Many Opera fans were deeply displeased at the loss of what they saw as key differentiating functionality. So now Jon von Tetzchner, the man who founded Opera and who would probably never have allowed those drastic feature changes, is back to serve this hard core with a new browser called Vivaldi.

Old meets new

Vivaldi doesn’t mark a return to Opera’s old internals – it uses Chromium as a base and has a user interface that is itself unusually built using web technologies – but it does bring back features such as tab stacking, an advanced bookmark manager, keyboard shortcuts and the ability to start with multiple session windows.

Opera used to be “more feature-rich, for a crowd of users that want more from their browser,” von Tetzchner told me:

After I quit [as CEO in 2010, then fully in 2011], Opera changed their philosophy. They made kind of a browser that’s more in line with most of the other browsers and doesn’t have a lot of features. The focus is in a way on making the browser disappear, and I think there’s a lot of people that want something different.

While these users could install Chrome with “30 extensions” to get all the functionality they want, von Tetzchner argued, now they can install Vivaldi and get everything in the main package.

Gigaom rendered on Vivaldi technical preview

Based on the quick play I’ve had with the first Vivaldi technical preview, publicly released on Tuesday, there’s more to it than just reviving the old Opera feel (though that’s a clear aim). For example, the HTML5-based UI allows the browser to rather neatly adopt the color scheme for the page being visited. The use of web technologies for the front end also makes it easier to launch cross-platform – the technical preview is available for Windows, OS X and Linux right from the start.

Future features

The “sister service” to the browser, the Vivaldi.net community suite, already launched quietly about a year back. This was in many ways a replacement for the old, ditched My Opera community, and it provides blogging and forum functionality.

“We believe it will be the natural playing ground for those that are using the browser, with a free mail service and a place you can put your photos,” von Tetzchner said, noting that the mail servers are based in Iceland. “It’s not really a commercial site; we haven’t spent a lot of time marketing it. But we will add more functionality and change it gradually.”

Von Tetzchner told me more new browser features will be revealed by the time Vivaldi reaches its first full version (WebRTC will likely be supported, for instance.) A mobile version is also in the works, though von Tetzchner wouldn’t say more on that subject than “We’re going for a browser that has more functionality than what you’re used to, but also has more different ways to do things – the principle of that will be the same on mobile as it is on desktop.”

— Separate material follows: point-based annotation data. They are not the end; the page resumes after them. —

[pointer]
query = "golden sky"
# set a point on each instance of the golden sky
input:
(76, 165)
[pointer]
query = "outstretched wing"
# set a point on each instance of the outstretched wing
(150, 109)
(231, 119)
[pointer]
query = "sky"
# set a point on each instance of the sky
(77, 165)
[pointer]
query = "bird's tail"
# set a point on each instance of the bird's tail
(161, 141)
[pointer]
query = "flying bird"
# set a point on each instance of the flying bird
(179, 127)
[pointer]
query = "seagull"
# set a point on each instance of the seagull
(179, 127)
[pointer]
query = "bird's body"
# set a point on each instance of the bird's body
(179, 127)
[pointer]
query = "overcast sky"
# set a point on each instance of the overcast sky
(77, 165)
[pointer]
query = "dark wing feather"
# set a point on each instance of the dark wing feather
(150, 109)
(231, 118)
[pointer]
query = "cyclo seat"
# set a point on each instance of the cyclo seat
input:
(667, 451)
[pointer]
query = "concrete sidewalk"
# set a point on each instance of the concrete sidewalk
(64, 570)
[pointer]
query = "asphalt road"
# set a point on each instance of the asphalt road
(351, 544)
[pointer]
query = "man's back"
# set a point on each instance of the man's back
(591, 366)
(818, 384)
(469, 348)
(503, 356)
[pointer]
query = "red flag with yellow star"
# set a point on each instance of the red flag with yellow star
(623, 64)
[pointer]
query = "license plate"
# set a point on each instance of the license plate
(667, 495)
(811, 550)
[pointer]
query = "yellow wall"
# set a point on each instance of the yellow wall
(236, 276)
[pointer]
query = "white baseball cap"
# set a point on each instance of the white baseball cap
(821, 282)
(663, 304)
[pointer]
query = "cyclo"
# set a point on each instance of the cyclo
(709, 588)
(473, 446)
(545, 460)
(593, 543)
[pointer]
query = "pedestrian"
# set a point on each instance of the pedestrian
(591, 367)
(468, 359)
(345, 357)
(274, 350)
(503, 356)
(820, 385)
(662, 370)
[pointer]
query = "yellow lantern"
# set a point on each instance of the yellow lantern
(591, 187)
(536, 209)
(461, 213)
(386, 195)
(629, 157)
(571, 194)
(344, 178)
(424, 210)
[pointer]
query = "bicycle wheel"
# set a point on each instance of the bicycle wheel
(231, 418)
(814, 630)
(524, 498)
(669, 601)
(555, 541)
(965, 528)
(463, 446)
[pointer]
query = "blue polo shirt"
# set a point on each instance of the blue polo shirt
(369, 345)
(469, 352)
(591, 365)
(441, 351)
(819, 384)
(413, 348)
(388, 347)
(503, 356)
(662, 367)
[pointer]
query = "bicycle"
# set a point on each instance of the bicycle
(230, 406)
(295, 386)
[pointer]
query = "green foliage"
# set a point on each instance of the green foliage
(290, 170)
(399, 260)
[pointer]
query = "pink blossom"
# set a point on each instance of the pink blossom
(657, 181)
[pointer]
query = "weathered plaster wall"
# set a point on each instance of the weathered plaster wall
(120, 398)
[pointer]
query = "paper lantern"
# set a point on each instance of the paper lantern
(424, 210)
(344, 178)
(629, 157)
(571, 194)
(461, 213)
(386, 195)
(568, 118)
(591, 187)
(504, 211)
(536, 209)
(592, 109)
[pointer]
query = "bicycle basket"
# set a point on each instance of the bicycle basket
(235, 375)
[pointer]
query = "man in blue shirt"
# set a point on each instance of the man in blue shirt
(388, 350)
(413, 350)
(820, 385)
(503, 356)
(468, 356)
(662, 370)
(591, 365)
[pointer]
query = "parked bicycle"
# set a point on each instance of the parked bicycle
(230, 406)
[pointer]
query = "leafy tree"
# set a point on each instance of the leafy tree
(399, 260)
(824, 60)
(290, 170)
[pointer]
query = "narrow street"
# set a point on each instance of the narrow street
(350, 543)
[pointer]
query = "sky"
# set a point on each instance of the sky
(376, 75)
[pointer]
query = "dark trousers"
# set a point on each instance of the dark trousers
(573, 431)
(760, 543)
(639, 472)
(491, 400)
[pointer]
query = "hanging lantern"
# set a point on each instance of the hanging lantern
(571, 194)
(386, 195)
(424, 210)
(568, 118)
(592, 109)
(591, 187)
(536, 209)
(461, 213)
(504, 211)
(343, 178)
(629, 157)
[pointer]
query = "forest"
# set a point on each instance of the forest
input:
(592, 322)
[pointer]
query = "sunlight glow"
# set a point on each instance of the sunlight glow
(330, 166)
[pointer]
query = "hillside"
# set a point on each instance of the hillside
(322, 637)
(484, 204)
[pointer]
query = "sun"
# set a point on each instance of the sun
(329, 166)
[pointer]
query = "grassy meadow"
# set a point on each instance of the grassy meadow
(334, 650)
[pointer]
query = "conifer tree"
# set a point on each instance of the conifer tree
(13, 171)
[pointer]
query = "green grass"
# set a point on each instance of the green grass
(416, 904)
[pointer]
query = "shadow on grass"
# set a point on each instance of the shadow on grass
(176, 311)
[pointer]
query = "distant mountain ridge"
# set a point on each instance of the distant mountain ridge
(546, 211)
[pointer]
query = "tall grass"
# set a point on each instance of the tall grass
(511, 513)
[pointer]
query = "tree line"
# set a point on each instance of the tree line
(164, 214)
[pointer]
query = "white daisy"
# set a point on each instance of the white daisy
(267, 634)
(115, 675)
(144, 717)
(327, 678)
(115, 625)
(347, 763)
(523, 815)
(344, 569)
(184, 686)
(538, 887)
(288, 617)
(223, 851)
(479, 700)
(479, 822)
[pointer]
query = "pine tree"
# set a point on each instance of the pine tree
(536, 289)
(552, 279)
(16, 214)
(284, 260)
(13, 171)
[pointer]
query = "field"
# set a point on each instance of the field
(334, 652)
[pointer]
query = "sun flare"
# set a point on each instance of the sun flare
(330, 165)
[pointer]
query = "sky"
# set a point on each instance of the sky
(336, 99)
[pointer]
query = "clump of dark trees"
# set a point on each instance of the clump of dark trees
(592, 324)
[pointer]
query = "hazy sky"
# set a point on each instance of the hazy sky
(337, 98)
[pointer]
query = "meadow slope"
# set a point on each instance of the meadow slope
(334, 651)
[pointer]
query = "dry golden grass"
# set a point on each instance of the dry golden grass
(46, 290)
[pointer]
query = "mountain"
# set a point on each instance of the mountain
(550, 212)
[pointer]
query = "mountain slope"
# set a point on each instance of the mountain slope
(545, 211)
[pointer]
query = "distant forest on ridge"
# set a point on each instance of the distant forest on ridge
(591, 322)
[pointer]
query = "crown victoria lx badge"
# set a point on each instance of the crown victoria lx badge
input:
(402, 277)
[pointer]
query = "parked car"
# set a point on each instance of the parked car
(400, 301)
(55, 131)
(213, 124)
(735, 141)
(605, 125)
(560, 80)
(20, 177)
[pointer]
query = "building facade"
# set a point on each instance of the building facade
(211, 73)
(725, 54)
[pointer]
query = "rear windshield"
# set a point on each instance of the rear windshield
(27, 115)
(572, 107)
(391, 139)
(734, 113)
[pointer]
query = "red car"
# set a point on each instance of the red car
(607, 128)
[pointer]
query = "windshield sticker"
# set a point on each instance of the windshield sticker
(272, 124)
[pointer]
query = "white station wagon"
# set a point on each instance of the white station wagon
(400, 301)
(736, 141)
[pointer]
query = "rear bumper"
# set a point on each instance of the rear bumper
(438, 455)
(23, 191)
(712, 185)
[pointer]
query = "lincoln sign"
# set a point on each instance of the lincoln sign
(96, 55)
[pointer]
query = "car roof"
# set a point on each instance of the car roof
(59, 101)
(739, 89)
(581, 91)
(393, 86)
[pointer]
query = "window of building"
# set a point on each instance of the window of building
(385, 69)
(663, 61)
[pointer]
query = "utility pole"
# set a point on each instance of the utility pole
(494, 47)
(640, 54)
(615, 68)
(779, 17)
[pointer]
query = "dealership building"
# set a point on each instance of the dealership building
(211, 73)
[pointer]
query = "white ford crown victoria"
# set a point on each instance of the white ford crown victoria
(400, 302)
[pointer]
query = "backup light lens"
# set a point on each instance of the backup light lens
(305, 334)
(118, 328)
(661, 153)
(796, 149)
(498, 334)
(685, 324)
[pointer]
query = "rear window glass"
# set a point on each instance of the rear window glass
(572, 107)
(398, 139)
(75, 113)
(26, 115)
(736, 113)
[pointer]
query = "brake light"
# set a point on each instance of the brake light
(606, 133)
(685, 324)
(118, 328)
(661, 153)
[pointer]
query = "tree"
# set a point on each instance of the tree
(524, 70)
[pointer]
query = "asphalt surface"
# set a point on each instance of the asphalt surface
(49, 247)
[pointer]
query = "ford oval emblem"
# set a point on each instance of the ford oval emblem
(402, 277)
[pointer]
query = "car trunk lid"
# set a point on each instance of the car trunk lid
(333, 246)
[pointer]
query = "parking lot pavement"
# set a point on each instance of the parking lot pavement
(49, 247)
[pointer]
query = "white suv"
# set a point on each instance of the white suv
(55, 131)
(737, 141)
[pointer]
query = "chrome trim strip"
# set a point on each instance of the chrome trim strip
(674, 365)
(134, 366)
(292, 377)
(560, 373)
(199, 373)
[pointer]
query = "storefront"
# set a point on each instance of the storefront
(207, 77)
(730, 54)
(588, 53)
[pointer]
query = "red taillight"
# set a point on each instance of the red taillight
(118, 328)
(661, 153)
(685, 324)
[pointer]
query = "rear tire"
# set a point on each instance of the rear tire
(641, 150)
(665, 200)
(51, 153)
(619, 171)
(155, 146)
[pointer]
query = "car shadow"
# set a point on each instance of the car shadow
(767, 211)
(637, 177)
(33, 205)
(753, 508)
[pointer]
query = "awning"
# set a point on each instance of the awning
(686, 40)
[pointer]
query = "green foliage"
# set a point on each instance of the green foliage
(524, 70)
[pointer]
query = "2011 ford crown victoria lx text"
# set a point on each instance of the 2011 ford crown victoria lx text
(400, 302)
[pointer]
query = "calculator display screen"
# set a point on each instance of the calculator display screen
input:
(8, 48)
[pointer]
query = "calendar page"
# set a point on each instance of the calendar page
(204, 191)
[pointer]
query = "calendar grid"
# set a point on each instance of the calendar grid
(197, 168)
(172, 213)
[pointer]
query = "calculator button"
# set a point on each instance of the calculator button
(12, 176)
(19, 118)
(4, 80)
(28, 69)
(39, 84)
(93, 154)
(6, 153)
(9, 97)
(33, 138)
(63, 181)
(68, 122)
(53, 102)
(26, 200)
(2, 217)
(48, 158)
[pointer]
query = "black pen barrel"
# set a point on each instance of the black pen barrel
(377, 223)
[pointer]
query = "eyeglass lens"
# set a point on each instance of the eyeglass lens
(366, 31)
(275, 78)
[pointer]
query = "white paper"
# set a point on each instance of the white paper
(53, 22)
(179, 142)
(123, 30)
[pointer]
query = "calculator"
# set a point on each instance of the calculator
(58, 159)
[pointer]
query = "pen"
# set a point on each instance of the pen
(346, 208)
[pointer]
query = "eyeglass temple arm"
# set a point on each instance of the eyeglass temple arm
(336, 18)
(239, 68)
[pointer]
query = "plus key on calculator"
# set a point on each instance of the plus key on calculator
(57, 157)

The Vivaldi team numbers around 25, a “substantial part” of which is the technical team, and more than half of which are former Opera workers. Von Tetzchner is personally funding it all for now, but the browser’s business model will be the standard affiliate-deal affair.

Will Vivaldi be big? It’s hard to say – Opera itself hasn’t broke past a market share of a few percent for many years, apart from in the feature-phone market. But Vivaldi does seem to combine a fresh new look with an impressively old-school appeal to the power user, and it may well find its niche. Perhaps not everyone does want the browser to just disappear into the background after all.